Auch die Tourismusbranche macht sich große Sorgen. Werden die Briten weiterhin Mallorca als Urlaubsziel bevorzugen? Im Jahre 2019 stellten die Briten nach den deutschen mit 23 % die zweitstärkte Touristengruppe der Balearen dar. Sie gaben 3,8 Milliarden Euro aus, und auf diese Einnahmequelle wollen die Balearen nicht verzichten. Marketingmaßnahmen für 2021 stellen deshalb besonders stark auch auf den britischen Markt ab. Und das offenbar zu Recht: Schon einen Tag nach Bekanntgabe der Zulassung des Covid19-Impfstoffes für Großbritannien ergaben die Reisebuchungen für Mallorca für das kommende Jahr ein Plus von 30 %. Allerdings – sollten sich durch den Brexit schwerwiegende Wirtschaftsverwerfungen in Großbritannien, begleitet von höheren Arbeitslosenzahlen, ergeben, könnten die Urlaubsträume der Briten an ihren finanziellen Möglichkeiten scheitern. Ob wird gefragt, ob die Briten für Reisen nach Mallorca zukünftig ein Visum bräuchten? Die Frage ist noch nicht geklärt, eine Visumspflicht allerdings eher unwahrscheinlich. Bei Aufenthalten bis zu 90 Tagen wird wie bisher (voraussichtlich) ein Reisepass genügen. Der Flughafen Palma baut derzeit die Kontrollstellen für Einreisende für 1,8 Millionen Euro aus: statt bisher den Zugang für „EU-Angehörige“ zu nutzen, werden Briten zukünftig den Zugang „Angehörige von Drittstaaten“ nutzen können.

6 Kommentare zu “Mallorca Immobilien und der Brexit

  1. Beate Himmelreich schreibt:

    Selbst wenn die Briten noch in den nächsten Tagen einen “Deal” – ich kann das Wort schon nicht mehr hören – unterschreiben, werden die EU und Großbritannien Milliardenverluste hinnehmen müssen. Und all das nur, weil die Egomanen dieser Welt nicht ihr Gesicht verlieren wollen. Politik? Ein Trauerspiel!

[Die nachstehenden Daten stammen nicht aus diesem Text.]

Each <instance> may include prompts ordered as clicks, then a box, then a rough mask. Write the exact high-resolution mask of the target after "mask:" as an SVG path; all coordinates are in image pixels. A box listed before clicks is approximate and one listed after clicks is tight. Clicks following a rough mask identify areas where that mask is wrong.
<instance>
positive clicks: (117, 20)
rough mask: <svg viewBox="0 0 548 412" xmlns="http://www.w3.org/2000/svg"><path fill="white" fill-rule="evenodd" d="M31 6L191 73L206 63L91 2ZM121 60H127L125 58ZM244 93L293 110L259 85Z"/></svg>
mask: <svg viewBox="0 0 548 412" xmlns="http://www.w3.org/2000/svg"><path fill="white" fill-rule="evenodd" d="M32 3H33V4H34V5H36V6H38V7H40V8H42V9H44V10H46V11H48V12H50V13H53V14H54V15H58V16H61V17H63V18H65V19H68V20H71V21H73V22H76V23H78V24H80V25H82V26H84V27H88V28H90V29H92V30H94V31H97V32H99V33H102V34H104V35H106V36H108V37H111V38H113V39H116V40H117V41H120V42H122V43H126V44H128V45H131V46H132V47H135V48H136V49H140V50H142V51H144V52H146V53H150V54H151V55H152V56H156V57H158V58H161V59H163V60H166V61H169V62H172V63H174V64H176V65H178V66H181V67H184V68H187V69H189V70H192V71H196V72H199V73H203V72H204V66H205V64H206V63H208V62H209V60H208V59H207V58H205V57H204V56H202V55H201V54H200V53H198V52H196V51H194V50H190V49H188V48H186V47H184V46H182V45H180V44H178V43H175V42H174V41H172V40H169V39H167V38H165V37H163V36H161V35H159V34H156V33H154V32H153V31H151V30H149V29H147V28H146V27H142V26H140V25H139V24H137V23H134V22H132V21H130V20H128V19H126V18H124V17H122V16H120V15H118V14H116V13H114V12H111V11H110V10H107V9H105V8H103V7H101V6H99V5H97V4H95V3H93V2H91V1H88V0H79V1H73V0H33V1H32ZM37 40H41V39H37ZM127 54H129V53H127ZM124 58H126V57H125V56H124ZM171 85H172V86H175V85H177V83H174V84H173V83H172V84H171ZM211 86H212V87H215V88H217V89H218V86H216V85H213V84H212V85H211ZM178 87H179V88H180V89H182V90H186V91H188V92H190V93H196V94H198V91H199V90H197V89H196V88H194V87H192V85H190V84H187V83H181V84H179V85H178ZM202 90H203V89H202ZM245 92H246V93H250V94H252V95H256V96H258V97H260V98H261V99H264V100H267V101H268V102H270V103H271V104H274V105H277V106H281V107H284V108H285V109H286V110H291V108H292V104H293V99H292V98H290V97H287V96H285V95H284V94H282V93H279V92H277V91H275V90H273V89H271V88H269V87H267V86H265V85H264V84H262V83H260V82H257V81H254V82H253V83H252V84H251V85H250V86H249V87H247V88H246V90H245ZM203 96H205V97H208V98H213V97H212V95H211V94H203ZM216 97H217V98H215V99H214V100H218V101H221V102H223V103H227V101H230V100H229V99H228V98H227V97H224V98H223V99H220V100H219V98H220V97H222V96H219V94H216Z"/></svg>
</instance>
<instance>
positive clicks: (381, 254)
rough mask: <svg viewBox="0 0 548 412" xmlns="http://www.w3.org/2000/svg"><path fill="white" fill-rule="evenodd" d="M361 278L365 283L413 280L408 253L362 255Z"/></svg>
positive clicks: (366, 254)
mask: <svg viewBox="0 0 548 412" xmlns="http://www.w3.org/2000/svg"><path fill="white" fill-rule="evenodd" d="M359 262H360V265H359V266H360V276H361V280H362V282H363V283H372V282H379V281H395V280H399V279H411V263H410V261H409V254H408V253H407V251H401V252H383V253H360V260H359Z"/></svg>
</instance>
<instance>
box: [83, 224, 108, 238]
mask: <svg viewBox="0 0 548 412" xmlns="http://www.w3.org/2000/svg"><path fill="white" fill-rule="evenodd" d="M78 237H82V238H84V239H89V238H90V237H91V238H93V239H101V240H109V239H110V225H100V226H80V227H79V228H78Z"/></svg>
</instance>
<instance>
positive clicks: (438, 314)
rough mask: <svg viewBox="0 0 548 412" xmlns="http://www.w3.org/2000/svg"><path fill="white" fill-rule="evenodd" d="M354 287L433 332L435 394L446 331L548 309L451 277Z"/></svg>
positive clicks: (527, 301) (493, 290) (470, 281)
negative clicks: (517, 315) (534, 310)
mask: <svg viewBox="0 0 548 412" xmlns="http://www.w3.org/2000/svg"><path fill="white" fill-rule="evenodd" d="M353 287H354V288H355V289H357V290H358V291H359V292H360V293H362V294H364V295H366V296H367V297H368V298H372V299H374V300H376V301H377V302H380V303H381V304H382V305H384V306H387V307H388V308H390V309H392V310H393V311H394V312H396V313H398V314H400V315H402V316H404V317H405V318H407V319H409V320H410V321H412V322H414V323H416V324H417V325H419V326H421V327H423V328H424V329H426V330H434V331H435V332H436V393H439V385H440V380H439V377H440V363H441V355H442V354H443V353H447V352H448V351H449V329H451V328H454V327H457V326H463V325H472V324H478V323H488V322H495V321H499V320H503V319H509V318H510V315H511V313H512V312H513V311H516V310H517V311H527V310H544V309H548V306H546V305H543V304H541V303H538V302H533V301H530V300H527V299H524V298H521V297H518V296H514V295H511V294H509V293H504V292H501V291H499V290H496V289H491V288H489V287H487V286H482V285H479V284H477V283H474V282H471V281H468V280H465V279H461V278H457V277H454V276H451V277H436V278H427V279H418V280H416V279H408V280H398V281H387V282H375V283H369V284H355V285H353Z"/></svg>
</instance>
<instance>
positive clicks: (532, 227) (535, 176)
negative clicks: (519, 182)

    Beate Himmelreich, Stuttgart

  2. Helmut Weissgerber schreibt:

    Zu den britischen Residenten ist anzumerken, dass die wesentlichen Investitionen auf Mallorca nicht von den unzähligen britischen Rentnern und Klein-Handwerkern getätigt werden, sondern von sehr vermögenden Briten, die sich schon seit Jahrzehnten im High-Class-Bereich der Immobilienwirtschaft tummeln. Diese Investoren haben sich aus dem britschen Wirtschaftssystem längt ausgeklinkt und investieren in Euro, so dass der mögliche Kaufkraftschwund des britschen Pfundes sie nicht interessiert.
    Ihr
    Helmut Weissgerber

  3. Hedda Williams schreibt:

    Können Sie mir etwas zum Krankenversicherungsschutz britischer Touristen bei Mallorca-Reisen sagen? Gilt weiterhin die Europäische Krankenversicherungskarte (EHC)?
    Vielen Dank im voraus.
    Hedda Williams

  4. Lutz Minkner schreibt:

    Antwort auf die Frage von Hedda Williams:

    Guten Tag, Frau Williams,

    leider muss ich Ihre Frage negativ beantworten. Ab dem 01.01.2021 gilt für britische Touristen in Spanien die Europäische Versichertenkarte nicht mehr. Britische Reisende sind somit bei Auslandsreisen in die EU nicht mehr quasi automatisch in allen EU-Ländern versichert und brauchen eine private Reise-Krankenversicherung für ihre Mallorca-Reise, siehe auch hier

    Mit freundlichen Grüßen
    Lutz Minkner

    • Lutz Minkner schreibt:

      Korrektur zu meiner Antwort vom 14.12.2020:

      Guten Tag, Frau Williams,

      nachdem gestern (24.12.2020) in letzter ekunde doch noch ein halbwegs geregelter Brexit vereinbart wurde, entnehme ich heute einer Darstellung der Vertragsinhalte im FOCUS, dass die Parteien für Auslandsreisen ihrer Staatsangehörigen den wechselseitigen Krankenversicherungsschutz durch die Versicherungen der Heimatländer vereinbart haben. Die Europäischen Versicherungskarten sollen – so sie noch nicht abgelaufen sind – weiterhin Gültigkeit haben. Weitere Details sollen erst in den nächsten Wochen veröffentlicht werden. Sie sehen, es bleibt spannend.

      Mit freundlichen Grüßen
      Minkner & Partner S.L.
      Lutz Minkner

  5. Hans-Werner Hegemann schreibt:

    Gestern lief ja nun wiedereinmal die “letzte Frist” für den Nach-Brexit-Deal ab, und die Regierungen haben wohl keine Möglichkeit mehr, noch in diesem Jahr dem Deal zuzustimmen. Erneut setzen die Briten ihr erpresserisches Spiel fort und zocken bis zur letzten Sekunde (31.12.2020, 24.00 h). Man darf gespannt sein, wie lange sich die anderen Mitgliedsstaaten dieses falsche Spiel noch gefallen lassen. Wie sang schon Howard Carpendale “Geh doch!”